For now, much of that content belongs to big media companies themselves. Video-streaming service Hulu, for instance, is a joint venture between 21st Century Fox, Walt Disney and CNBC parent Comcast. Such sources account for more than 50 percent of the available video ad minutes that marketers choose to buy over the Internet, according David Bank, an analyst at RBC Capital Markets.

TV companies have been slow to put their content online and they could fall behind if they don't make digital a priority. Hulu was considered very controversial just a few years ago and some networks are reluctant to give consumers a way to circumvent highly lucrative cable-TV packages.

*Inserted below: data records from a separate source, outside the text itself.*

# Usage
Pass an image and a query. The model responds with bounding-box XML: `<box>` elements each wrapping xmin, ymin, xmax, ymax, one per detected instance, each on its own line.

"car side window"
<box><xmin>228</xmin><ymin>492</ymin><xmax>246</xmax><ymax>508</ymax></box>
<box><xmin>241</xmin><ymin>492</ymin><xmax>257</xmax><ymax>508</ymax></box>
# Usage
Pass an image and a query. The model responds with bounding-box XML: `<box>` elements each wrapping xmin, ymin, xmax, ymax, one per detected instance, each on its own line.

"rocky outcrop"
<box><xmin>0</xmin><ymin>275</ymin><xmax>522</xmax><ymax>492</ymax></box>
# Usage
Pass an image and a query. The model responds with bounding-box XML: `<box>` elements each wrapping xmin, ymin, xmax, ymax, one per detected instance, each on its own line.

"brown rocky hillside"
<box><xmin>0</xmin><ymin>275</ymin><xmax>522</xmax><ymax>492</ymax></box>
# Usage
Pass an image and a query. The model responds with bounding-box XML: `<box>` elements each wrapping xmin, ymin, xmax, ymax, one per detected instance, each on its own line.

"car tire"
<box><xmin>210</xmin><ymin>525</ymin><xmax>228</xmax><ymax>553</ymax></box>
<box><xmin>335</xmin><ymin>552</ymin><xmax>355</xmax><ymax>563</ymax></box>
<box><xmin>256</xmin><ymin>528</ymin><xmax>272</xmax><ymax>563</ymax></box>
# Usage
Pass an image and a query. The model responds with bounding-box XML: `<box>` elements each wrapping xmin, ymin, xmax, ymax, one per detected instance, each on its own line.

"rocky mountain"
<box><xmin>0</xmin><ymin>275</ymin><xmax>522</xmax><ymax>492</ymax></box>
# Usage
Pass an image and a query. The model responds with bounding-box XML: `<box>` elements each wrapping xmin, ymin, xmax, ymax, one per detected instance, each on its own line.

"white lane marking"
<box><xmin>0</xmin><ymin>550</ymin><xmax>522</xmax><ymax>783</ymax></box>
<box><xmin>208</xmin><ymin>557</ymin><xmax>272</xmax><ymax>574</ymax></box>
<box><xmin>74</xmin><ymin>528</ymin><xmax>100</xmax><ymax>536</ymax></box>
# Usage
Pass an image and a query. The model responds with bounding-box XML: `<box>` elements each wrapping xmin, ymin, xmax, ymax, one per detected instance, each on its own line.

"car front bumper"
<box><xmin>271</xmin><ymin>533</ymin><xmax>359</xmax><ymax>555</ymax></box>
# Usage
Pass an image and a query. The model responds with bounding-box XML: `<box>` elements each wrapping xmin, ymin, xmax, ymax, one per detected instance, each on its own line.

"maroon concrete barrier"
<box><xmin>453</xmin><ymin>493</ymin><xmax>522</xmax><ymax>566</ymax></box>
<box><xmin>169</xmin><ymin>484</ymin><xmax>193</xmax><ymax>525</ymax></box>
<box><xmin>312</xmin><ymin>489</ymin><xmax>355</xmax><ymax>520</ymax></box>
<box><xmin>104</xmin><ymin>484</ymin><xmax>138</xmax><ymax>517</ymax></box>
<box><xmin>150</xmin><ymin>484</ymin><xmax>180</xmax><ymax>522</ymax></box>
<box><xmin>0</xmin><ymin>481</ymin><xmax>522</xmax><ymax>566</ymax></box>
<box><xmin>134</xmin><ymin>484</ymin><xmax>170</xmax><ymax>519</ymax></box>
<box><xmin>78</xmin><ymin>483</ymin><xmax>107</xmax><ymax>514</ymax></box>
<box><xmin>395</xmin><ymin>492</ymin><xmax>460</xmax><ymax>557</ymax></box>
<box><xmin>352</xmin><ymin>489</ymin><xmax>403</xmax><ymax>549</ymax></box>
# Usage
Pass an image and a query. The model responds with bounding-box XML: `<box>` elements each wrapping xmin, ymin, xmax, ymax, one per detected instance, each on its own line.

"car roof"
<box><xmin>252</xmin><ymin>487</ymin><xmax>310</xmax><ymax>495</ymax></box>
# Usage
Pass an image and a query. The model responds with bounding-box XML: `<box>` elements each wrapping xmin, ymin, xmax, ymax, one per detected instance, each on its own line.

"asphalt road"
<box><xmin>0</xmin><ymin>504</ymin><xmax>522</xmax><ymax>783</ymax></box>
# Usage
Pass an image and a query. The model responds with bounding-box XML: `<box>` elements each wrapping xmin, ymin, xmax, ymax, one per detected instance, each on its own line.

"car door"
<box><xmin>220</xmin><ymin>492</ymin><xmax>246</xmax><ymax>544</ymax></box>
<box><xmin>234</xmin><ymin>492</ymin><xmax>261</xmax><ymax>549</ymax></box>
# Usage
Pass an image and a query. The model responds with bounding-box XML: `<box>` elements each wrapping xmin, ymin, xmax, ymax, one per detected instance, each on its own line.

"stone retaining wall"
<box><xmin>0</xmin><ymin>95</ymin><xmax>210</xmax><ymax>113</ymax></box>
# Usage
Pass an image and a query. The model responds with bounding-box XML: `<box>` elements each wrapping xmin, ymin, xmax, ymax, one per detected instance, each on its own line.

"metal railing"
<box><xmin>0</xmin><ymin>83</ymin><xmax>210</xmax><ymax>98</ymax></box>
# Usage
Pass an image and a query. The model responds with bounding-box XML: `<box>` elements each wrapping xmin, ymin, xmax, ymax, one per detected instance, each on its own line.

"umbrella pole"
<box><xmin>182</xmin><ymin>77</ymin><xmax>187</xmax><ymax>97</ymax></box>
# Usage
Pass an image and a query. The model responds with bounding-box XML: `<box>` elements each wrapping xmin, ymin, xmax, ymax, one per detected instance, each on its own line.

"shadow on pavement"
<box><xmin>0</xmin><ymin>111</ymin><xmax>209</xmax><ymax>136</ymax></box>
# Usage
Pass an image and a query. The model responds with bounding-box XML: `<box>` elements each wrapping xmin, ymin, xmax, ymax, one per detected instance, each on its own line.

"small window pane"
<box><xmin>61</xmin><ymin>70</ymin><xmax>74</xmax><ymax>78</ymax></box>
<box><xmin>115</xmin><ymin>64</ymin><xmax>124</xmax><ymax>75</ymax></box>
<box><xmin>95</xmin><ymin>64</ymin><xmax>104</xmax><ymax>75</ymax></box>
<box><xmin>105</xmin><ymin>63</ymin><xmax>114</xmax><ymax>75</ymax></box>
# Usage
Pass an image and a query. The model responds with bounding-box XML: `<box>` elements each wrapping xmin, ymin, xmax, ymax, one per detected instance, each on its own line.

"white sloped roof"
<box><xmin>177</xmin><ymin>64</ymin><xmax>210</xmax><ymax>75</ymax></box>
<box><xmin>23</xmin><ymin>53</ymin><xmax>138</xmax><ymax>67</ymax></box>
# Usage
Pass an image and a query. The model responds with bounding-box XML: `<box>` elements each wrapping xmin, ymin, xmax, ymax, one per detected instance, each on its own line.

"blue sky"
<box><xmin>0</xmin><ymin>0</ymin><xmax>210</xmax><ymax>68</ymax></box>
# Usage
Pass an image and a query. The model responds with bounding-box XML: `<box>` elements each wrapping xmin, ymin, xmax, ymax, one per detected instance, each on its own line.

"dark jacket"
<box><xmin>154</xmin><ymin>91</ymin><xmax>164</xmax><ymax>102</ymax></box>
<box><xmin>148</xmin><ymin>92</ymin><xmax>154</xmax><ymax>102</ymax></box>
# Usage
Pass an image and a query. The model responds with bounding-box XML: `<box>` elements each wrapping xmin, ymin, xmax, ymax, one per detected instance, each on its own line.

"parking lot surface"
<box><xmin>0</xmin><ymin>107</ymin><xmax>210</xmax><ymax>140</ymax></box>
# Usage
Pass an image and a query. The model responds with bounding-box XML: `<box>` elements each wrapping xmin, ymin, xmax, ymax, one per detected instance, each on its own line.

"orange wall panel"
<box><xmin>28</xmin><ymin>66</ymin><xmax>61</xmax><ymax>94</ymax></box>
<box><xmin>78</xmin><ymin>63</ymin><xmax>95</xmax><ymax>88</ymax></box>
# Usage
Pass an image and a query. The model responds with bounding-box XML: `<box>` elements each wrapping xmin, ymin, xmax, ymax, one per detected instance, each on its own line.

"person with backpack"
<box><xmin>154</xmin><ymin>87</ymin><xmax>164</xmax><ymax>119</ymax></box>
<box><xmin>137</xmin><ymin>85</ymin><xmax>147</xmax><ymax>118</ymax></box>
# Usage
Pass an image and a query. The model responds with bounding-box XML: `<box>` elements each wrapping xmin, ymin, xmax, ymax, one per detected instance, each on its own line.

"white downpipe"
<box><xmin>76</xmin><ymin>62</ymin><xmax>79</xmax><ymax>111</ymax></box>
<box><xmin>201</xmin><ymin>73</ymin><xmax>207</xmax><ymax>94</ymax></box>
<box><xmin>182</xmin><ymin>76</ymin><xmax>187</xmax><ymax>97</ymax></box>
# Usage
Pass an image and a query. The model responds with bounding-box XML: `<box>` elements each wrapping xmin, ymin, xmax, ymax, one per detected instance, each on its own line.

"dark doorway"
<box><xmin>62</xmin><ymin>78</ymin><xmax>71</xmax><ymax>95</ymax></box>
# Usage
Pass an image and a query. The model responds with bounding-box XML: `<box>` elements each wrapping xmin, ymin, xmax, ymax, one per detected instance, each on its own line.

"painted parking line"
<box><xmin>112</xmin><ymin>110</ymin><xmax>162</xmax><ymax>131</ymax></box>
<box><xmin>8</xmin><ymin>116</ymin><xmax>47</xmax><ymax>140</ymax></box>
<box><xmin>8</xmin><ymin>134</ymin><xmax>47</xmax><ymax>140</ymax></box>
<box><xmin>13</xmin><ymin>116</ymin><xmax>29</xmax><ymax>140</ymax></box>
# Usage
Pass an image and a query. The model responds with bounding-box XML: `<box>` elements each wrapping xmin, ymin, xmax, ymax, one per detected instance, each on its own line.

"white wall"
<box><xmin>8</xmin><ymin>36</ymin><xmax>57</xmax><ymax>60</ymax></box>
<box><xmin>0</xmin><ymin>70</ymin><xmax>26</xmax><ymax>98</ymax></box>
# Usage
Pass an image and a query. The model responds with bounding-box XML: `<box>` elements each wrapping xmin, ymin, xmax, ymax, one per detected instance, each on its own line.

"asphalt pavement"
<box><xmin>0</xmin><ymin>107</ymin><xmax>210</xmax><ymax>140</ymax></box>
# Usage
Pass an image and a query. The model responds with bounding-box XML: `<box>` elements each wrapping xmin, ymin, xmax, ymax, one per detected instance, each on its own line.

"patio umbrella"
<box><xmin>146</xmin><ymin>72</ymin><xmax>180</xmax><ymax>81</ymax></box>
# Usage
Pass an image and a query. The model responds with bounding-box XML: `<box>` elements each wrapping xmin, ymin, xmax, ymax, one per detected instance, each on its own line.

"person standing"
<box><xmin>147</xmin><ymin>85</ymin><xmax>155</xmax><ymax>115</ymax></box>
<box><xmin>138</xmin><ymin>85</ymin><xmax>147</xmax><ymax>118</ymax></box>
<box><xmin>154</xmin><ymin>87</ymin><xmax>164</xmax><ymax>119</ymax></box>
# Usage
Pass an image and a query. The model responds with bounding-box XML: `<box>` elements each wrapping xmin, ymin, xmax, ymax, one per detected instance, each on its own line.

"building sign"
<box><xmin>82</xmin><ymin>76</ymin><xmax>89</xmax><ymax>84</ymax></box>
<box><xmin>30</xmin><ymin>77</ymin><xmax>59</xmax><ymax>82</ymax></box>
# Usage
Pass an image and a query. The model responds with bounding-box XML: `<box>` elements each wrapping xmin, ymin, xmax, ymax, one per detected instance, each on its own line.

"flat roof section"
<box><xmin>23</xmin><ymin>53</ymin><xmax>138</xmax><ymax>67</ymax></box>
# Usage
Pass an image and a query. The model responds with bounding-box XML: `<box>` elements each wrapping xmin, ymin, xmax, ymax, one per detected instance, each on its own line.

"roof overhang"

And many TV companies have chosen to sell content to the likes of Netflix and Amazon, which display movies and shows on ad-free platforms. It's not clear that the revenue from those platforms will be sufficient to make up for lost advertising revenue in the long run. After all, Netflix has already committed $9 billion to future streaming content obligations and yet generates virtually no free cash flow. At some point, there may not be as much to milk from a Netflix deal.

The door is open for a deep-pocketed technology company like Google or even Yahoo to spend more on high-quality content that advertisers want. Google has been somewhat slow to spend money on originals but its platform alone could attract self-funded projects. Even Twitter's Vine video-blogging service may attract advertisers as it gains popularity.

At the moment, Fox's Carey probably doesn't have too much to worry about. CBS is downright bullish, citing an improvement in advertising sales and an acceleration seen early in the fourth quarter.

Indeed, there's other evidence advertising was growing at a pace that wasn't sustainable in recent years. After a sharp falloff during the crisis, advertising spending needed to catch up, according to analyst Brian Wieser of Pivotal Research. He points out that advertising rose an impressive 3.2 percent in 2013, even without the benefit of elections or the Olympics.

But now, with the economy expanding only slowly, a more modest pace makes sense. Wieser also points out that several big advertisers added much less to their budgets in 2014 than they did in 2013. He expects advertising growth of 2.5 percent in 2014 with a pickup to 2.7 percent next year.

Big TV companies may have avoided the digital threat this time. But the battle has just begun.